Gene expression, Western blotting, and Assays
Total RNA was extracted from tissues using Trizol (Life Technologies, Rockville, MD), and cDNA was synthesized using AdvantageRT for PCR kit from Clontech (Palo Alto, CA). Real-time reverse transcriptase PCR was performed with primers from Invitrogen (Carlsbad, CA) and Taqman probes from Applied Biosystems (Foster City, CA).
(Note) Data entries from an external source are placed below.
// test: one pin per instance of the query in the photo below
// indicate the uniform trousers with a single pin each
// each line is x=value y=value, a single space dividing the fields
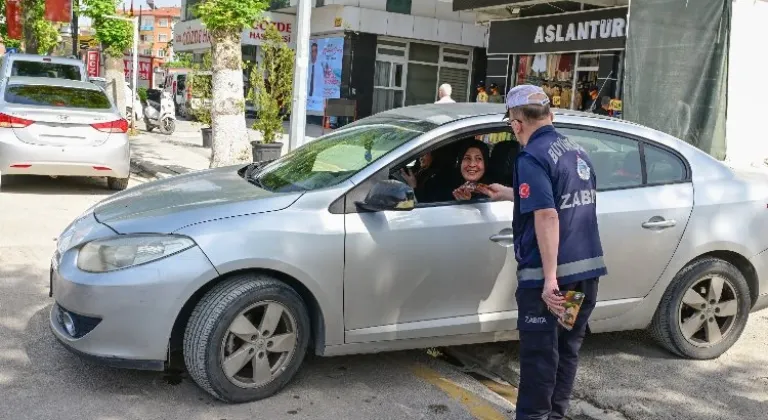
x=549 y=354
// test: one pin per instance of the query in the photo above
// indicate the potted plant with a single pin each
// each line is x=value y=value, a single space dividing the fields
x=201 y=84
x=271 y=88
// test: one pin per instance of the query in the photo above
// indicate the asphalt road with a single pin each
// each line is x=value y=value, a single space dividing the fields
x=39 y=379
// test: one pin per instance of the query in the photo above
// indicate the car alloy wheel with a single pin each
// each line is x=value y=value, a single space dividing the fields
x=246 y=338
x=258 y=345
x=708 y=310
x=704 y=309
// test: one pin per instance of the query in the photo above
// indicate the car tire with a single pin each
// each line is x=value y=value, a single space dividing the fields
x=209 y=332
x=117 y=184
x=687 y=303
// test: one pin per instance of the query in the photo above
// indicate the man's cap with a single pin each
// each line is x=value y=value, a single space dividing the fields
x=525 y=95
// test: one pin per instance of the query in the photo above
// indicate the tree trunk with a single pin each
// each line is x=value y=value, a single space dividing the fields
x=114 y=70
x=230 y=136
x=28 y=33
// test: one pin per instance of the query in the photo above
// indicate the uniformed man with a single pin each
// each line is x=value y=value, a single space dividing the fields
x=557 y=247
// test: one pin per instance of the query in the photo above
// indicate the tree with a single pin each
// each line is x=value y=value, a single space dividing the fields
x=225 y=21
x=115 y=36
x=40 y=35
x=9 y=43
x=272 y=82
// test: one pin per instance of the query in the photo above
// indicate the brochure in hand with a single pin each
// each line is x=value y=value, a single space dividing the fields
x=572 y=305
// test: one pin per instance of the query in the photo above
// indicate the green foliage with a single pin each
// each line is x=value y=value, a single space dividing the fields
x=201 y=83
x=181 y=60
x=230 y=16
x=272 y=84
x=115 y=35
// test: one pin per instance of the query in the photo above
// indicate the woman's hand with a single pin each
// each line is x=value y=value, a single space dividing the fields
x=409 y=177
x=462 y=194
x=498 y=192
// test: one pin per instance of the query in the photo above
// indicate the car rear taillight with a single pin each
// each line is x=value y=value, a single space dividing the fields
x=117 y=126
x=9 y=121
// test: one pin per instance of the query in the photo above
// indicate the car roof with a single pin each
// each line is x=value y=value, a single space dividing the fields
x=49 y=81
x=41 y=58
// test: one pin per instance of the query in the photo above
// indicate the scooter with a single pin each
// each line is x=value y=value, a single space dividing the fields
x=160 y=111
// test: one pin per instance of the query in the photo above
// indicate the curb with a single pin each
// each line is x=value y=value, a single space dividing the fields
x=485 y=359
x=151 y=170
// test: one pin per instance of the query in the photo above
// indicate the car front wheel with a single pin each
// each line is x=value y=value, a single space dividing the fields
x=704 y=310
x=246 y=338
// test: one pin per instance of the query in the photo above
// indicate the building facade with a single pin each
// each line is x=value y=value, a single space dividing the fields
x=381 y=53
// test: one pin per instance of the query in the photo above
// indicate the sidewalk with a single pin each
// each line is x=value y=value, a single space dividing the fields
x=156 y=155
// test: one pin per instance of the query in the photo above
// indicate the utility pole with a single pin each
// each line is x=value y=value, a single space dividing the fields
x=299 y=111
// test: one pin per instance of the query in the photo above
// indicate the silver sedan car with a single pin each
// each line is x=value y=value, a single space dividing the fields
x=242 y=270
x=61 y=127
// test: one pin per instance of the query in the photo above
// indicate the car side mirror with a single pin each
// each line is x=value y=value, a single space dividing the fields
x=389 y=195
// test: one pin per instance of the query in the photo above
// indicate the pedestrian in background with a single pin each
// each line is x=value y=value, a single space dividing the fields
x=557 y=247
x=444 y=94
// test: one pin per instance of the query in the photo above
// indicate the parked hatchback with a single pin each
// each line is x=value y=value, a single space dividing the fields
x=60 y=127
x=244 y=269
x=32 y=65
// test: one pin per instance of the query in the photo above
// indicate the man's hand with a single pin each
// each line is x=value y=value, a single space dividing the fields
x=551 y=296
x=462 y=194
x=499 y=192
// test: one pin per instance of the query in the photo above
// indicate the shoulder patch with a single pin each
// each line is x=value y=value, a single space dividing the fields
x=582 y=169
x=525 y=190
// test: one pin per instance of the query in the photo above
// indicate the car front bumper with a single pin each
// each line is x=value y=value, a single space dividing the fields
x=111 y=159
x=124 y=318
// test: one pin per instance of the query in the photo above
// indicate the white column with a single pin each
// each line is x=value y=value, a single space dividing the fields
x=299 y=111
x=135 y=72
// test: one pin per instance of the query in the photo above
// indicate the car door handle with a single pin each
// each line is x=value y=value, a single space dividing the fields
x=655 y=223
x=504 y=238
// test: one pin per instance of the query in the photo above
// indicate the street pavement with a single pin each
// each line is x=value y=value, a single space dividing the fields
x=39 y=379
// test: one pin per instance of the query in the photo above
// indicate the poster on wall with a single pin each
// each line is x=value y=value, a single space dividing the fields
x=324 y=73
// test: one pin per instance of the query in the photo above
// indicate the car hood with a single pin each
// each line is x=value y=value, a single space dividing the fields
x=168 y=205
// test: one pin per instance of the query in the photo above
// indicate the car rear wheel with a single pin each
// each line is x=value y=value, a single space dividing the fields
x=704 y=310
x=117 y=184
x=246 y=338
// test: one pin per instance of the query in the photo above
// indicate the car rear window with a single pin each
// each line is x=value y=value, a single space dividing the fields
x=43 y=69
x=58 y=96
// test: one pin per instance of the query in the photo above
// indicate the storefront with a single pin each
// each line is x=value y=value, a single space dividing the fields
x=577 y=58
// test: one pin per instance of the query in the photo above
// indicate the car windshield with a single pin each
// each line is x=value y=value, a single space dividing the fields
x=58 y=96
x=337 y=156
x=43 y=69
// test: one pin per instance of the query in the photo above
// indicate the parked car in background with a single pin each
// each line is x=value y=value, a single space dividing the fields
x=62 y=127
x=244 y=269
x=31 y=65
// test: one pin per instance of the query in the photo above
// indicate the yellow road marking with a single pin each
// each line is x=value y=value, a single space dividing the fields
x=476 y=406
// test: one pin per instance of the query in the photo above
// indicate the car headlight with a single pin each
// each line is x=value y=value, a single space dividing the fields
x=104 y=255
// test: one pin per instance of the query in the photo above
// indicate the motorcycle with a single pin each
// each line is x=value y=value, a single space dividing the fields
x=160 y=111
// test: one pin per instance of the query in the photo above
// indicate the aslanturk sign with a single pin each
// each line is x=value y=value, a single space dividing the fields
x=604 y=29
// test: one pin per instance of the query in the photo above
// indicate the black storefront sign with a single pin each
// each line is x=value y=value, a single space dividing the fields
x=603 y=29
x=477 y=4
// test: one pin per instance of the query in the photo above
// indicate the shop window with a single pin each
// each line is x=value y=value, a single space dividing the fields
x=459 y=81
x=661 y=166
x=421 y=84
x=399 y=6
x=616 y=160
x=426 y=53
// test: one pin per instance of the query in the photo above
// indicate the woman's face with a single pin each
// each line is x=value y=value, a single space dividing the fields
x=472 y=165
x=425 y=160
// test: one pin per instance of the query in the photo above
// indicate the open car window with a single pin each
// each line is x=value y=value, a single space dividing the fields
x=336 y=157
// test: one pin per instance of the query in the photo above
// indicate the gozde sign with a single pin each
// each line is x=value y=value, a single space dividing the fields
x=585 y=31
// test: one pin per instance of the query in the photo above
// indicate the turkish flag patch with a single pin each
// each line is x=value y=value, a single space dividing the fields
x=525 y=190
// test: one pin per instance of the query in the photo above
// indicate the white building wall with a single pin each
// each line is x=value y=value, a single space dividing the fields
x=747 y=123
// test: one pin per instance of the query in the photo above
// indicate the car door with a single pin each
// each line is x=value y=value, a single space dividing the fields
x=644 y=200
x=440 y=269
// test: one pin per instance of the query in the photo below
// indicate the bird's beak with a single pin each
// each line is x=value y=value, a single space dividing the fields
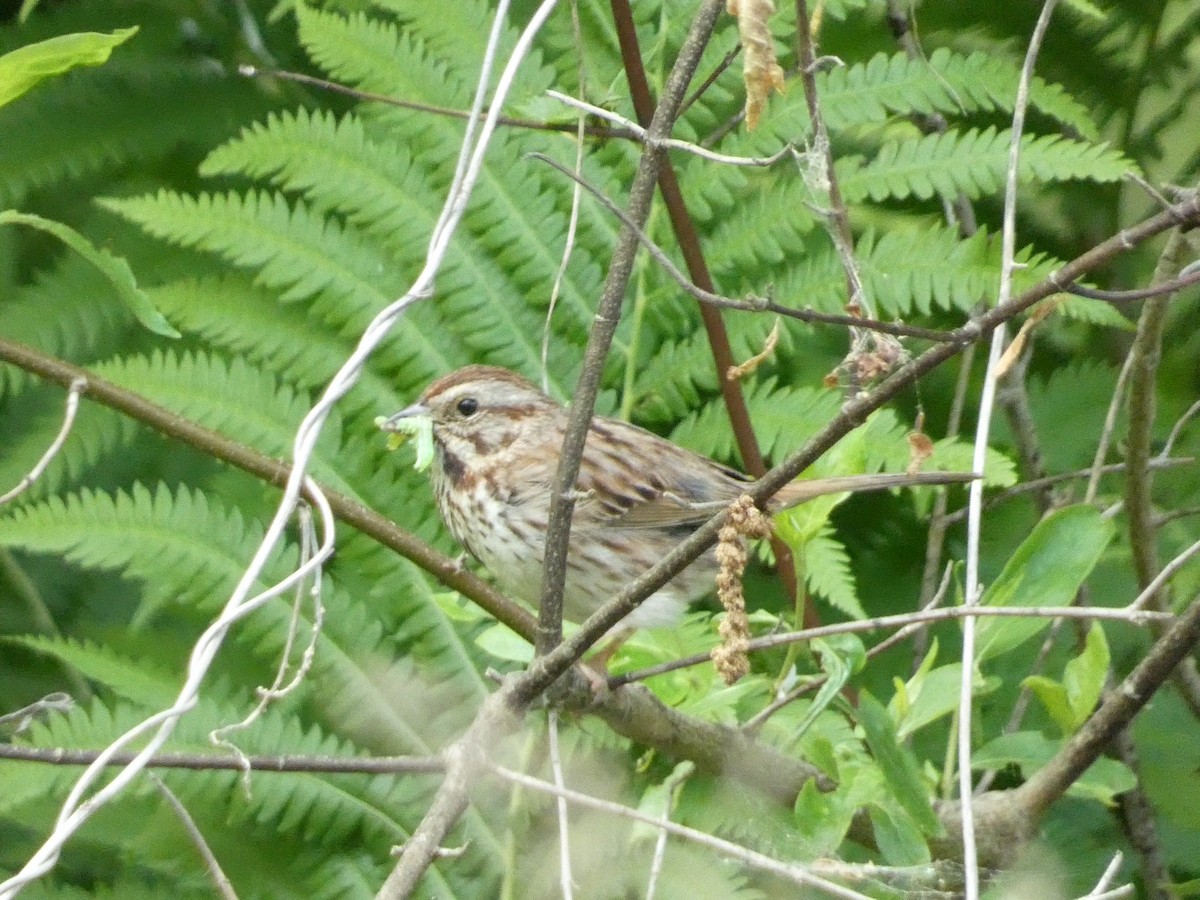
x=393 y=423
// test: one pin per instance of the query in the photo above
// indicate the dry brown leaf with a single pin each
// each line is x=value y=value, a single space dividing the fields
x=921 y=448
x=750 y=365
x=1014 y=349
x=760 y=71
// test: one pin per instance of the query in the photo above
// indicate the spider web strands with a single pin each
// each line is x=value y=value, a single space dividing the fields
x=972 y=589
x=480 y=127
x=795 y=874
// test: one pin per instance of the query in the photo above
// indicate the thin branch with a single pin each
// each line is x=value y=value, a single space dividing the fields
x=547 y=669
x=221 y=762
x=562 y=502
x=905 y=619
x=220 y=880
x=1039 y=484
x=755 y=723
x=751 y=303
x=1116 y=711
x=1122 y=297
x=564 y=829
x=1151 y=591
x=1145 y=357
x=78 y=807
x=274 y=472
x=688 y=238
x=645 y=137
x=972 y=589
x=593 y=131
x=76 y=388
x=743 y=855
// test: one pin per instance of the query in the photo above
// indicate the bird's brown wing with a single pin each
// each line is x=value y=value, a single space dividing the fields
x=631 y=478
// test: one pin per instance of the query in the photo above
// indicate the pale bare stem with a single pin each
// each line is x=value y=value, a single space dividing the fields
x=795 y=874
x=1176 y=429
x=1110 y=424
x=1110 y=874
x=76 y=810
x=220 y=880
x=1163 y=576
x=19 y=719
x=975 y=519
x=1039 y=484
x=1121 y=893
x=671 y=790
x=576 y=198
x=750 y=303
x=966 y=613
x=756 y=721
x=604 y=328
x=213 y=762
x=309 y=544
x=1139 y=503
x=564 y=831
x=642 y=135
x=77 y=387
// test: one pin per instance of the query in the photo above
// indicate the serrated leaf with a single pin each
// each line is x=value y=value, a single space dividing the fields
x=115 y=269
x=899 y=838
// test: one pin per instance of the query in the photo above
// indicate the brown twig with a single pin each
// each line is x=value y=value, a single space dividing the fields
x=562 y=504
x=905 y=619
x=594 y=131
x=222 y=762
x=750 y=303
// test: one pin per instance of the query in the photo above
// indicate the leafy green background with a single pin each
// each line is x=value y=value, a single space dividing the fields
x=268 y=221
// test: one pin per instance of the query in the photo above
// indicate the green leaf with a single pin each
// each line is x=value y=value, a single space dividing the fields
x=1047 y=570
x=840 y=658
x=933 y=695
x=1085 y=675
x=115 y=269
x=1031 y=750
x=898 y=763
x=25 y=66
x=823 y=819
x=898 y=835
x=1054 y=697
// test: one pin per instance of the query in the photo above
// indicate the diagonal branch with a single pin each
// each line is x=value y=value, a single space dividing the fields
x=562 y=504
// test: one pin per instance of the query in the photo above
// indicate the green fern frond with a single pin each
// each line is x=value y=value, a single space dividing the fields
x=135 y=681
x=303 y=255
x=377 y=57
x=295 y=250
x=973 y=165
x=232 y=313
x=828 y=575
x=673 y=383
x=517 y=205
x=180 y=546
x=30 y=426
x=457 y=34
x=88 y=321
x=1093 y=312
x=947 y=83
x=235 y=399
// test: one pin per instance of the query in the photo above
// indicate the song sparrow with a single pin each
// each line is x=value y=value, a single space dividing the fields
x=497 y=442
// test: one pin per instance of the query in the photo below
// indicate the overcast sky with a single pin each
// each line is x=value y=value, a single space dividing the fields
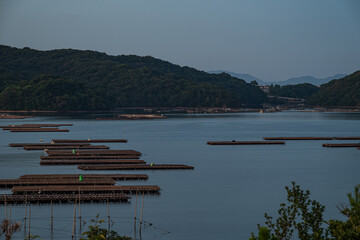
x=270 y=39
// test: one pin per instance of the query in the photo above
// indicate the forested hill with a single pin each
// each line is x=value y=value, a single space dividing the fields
x=88 y=80
x=341 y=92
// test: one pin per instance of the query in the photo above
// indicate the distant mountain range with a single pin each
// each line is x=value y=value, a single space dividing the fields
x=73 y=80
x=290 y=81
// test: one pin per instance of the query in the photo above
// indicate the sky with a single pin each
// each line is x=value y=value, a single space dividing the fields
x=271 y=39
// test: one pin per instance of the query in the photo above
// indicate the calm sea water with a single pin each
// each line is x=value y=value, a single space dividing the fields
x=231 y=187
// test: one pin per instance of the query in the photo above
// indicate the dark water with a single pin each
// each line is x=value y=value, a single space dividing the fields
x=231 y=187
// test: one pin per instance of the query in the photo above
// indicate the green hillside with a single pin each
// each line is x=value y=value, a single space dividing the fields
x=341 y=92
x=303 y=90
x=87 y=80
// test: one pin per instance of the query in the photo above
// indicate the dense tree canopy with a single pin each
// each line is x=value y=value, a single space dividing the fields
x=341 y=92
x=100 y=81
x=303 y=90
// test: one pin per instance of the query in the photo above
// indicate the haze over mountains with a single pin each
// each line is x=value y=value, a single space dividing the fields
x=290 y=81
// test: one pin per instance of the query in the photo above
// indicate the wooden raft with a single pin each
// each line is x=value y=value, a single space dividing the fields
x=47 y=144
x=130 y=189
x=134 y=167
x=9 y=183
x=83 y=162
x=341 y=145
x=63 y=198
x=65 y=147
x=85 y=176
x=88 y=140
x=93 y=152
x=78 y=157
x=244 y=142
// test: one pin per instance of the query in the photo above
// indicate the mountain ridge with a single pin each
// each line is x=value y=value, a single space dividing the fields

Results were quantified according to the 2−ΔΔCt method, using 18s as an internal housekeeping gene. To assess mitochondrial content, we measured ratio of mitochondrial to genomic DNA. This was achieved by PCR using primers for NADH dehydrogenase subunit 2 (Nd2) to amplify mitochondrial DNA, and primers for nucleoside diphosphate kinase 1 (Nme1) to amplify genomic DNA as previously described [16].Adipose tissue pyruvate dehydrogenase phosphorylation was assessed by Western blot, probing for extent of E1 subunit phosphorylation. Primary antibody used was against phosphorylated Pyruvate Dehydrogenase E1-alpha subunit [p Ser293, Novus Biologicals NB110-93479] at a dilution of 1:1000. Secondary antibody was goat anti-rabbit at 1:5000 dilution. The same blots were stripped and re-probed for actin as a normalizing protein using rabbit antibody and goat anti-mouse-HRP. The results were expressed as ratios of optical density of the bands to actin.
Histology
Adipose tissue was fixed in 10% buffered formalin, embedded in paraffin and sectioned into 5 μm slices. Histological assessment of tissue morphology was performed using an Olympus microscope (Olympus, Tokyo, Japan). The diameter of adipocytes was measured using image-J (National Institutes of Health, Bethesda, MD), and a histogram was created from the diameter of 500 cells (10 mice/group).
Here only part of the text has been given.